Fans of classic 80’s movies will recognize the quote “I feel the need. The need for speed!” as the rally cry of Maverick in Top Gun. He was a hot-shot fighter pilot, but if you care about the success of your B2B web presence you also should feel the need for speed.
In a recent Q&A at the SMX Advanced conference Matt Cutts from Google made a deliberate point to say “You really need to be thinking about mobile. Mobile is happening much faster than almost anyone expected.” Is your website going to be a good experience for mobile visitors?
It is a reality of business that a website design project is often an exercise in compromise. All the desired elements won’t fit the budget or won’t fit the timeline for launch. Unfortunately, a common element left out of a website redesign or launch is optimizing the mobile version. If you were looking at mobile traffic to your site when you last redesigned it and mobile visitors were less than 10% I will bet that responsive website design or a mobile strategy was not included.
If that is the case, then your website in unlikely to perform well on mobile devices. “So, what?” you may ask. If you care about traffic from Google, you should care. They recently announced they may have a rankings demotion factor for slow mobile sites. Does “ranking penalty” set off any alarms in your cockpit?
Even beyond search engine implications, you should care.
If your website does not perform well on mobile devices, you are likely to frustrate your visitors. If you frustrate your visitors, your website will not convert them to clients or customers.
If you are convinced that having a good experience for mobile visitors is an important part of your marketing strategy and would like to have supporting evidence that your current site is not meeting that requirement, you are about to jump in the pilot’s seat.

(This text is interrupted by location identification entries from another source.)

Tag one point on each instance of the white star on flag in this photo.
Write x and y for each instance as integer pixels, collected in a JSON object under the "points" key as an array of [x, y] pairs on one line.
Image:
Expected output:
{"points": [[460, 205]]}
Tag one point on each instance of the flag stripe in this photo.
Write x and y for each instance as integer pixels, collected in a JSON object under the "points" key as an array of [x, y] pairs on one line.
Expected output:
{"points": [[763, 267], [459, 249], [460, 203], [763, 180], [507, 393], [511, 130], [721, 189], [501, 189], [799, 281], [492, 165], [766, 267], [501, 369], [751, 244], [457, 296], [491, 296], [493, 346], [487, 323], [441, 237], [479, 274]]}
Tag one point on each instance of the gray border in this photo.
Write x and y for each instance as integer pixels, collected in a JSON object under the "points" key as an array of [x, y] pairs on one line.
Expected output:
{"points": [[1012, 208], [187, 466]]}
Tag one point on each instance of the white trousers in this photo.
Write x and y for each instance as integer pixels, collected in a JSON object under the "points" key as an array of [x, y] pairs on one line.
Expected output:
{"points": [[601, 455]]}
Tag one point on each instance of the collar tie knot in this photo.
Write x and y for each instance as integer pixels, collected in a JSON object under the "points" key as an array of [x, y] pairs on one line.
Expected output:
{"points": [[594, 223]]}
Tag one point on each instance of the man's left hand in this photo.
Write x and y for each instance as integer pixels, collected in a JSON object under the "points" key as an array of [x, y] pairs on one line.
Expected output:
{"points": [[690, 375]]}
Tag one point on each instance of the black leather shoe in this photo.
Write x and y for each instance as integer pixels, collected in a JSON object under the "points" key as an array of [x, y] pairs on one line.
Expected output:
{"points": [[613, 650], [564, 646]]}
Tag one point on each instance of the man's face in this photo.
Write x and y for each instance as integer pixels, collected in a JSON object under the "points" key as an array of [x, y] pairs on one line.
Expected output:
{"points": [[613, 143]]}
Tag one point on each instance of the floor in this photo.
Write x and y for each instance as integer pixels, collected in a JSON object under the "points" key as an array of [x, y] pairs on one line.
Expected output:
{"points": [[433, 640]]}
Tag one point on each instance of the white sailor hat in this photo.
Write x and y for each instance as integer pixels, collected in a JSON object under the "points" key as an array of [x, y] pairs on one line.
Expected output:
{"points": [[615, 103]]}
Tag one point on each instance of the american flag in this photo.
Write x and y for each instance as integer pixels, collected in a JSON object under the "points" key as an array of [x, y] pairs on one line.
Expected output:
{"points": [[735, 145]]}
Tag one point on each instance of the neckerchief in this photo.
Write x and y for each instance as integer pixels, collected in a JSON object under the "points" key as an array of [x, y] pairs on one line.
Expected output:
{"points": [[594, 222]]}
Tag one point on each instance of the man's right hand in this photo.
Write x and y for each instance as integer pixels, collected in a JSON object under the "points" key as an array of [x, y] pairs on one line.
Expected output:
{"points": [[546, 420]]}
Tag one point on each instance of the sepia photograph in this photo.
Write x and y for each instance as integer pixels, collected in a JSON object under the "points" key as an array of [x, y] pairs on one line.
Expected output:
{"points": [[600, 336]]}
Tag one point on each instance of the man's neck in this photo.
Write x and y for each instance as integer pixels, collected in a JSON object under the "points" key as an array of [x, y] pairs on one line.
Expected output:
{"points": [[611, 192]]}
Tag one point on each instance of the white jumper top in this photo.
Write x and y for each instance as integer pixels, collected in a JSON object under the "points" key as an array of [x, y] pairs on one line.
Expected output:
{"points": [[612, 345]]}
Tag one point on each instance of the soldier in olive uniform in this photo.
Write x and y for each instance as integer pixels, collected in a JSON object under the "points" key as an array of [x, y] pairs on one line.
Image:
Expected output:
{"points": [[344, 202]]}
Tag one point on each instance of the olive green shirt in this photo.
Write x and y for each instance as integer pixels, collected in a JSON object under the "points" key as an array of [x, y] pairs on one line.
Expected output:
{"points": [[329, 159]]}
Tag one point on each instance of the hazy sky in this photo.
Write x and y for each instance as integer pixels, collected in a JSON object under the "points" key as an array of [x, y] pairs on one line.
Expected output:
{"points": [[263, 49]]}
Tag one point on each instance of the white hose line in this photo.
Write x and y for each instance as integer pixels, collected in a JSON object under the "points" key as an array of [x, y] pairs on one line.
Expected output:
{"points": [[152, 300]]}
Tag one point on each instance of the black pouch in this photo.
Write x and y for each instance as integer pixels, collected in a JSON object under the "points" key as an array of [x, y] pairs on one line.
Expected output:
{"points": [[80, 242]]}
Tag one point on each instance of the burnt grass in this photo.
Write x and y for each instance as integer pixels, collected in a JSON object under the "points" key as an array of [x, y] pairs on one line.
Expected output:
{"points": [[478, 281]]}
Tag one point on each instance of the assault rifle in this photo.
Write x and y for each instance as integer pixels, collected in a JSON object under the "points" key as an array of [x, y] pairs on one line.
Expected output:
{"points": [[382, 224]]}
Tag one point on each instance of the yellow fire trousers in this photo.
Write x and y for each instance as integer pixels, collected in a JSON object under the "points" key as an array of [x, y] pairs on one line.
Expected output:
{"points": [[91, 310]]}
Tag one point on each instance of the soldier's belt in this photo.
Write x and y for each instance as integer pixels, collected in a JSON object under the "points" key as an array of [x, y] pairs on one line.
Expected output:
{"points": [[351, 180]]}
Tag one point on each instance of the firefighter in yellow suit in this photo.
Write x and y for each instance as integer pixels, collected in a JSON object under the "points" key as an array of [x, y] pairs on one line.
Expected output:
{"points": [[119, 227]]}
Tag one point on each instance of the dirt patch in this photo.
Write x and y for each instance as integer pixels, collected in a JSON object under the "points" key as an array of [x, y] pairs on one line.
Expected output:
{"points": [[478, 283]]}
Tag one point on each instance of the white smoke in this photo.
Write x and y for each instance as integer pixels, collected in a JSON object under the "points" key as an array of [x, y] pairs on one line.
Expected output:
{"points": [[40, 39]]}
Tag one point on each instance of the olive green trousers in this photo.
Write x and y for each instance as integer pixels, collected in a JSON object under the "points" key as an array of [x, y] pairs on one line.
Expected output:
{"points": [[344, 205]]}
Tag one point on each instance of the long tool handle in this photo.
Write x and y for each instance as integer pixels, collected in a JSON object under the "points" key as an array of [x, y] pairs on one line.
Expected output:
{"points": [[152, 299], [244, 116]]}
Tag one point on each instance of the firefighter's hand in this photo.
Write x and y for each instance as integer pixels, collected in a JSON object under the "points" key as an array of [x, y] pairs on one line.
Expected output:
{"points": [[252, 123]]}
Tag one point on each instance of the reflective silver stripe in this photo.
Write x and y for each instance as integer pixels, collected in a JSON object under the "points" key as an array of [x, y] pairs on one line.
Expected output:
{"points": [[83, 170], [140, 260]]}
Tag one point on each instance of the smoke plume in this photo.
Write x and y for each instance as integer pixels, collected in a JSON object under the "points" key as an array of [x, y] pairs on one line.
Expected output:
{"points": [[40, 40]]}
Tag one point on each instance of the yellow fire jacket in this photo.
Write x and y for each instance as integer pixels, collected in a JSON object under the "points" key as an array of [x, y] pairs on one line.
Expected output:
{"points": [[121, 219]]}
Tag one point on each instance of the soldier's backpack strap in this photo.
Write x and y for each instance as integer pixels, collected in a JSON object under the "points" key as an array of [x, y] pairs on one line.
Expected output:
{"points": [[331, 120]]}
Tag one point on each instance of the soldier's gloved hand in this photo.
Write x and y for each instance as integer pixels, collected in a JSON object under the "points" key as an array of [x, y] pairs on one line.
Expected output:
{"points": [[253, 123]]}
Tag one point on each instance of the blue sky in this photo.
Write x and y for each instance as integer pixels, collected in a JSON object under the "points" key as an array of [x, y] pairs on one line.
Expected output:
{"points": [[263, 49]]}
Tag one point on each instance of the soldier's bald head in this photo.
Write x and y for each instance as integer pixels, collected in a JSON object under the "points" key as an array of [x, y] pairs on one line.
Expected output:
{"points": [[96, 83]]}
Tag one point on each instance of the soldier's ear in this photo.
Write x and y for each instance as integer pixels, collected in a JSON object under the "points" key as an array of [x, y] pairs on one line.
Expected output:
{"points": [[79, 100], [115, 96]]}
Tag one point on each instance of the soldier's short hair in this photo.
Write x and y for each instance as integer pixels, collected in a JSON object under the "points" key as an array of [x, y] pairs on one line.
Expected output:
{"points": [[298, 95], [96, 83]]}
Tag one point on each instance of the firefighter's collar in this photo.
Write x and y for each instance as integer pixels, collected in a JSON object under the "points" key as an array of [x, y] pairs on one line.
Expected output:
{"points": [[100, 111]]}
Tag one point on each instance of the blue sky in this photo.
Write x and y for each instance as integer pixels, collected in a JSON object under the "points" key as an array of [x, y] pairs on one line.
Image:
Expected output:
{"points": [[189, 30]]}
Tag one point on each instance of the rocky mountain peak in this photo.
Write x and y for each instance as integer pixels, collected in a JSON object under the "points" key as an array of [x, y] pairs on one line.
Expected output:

Google offers a tool called PageSpeed Insights. Simply enter your website in the text box and in seconds (remember, we have a need for speed) a report is generated for you. It will give you an overall score, which will let you know generally if you have problems.
The more useful part of the tool, however, is the practical and specific suggestions of how to improve your performance. There may be some simple code updates that will improve your site without initiating a large project.
The example I used is Google.com. As you would expect, they do really well. You will also see that you can generate a report for the desktop performance of your site. Tip: if your conversion rate is dramatically different between your mobile visitors and your desktop visitors, look at where there are the biggest gaps in performance.
Armed with this data, I dare you to light the afterburners on your website and buzz the tower to celebrate your better-performing website. Aviator shades are optional.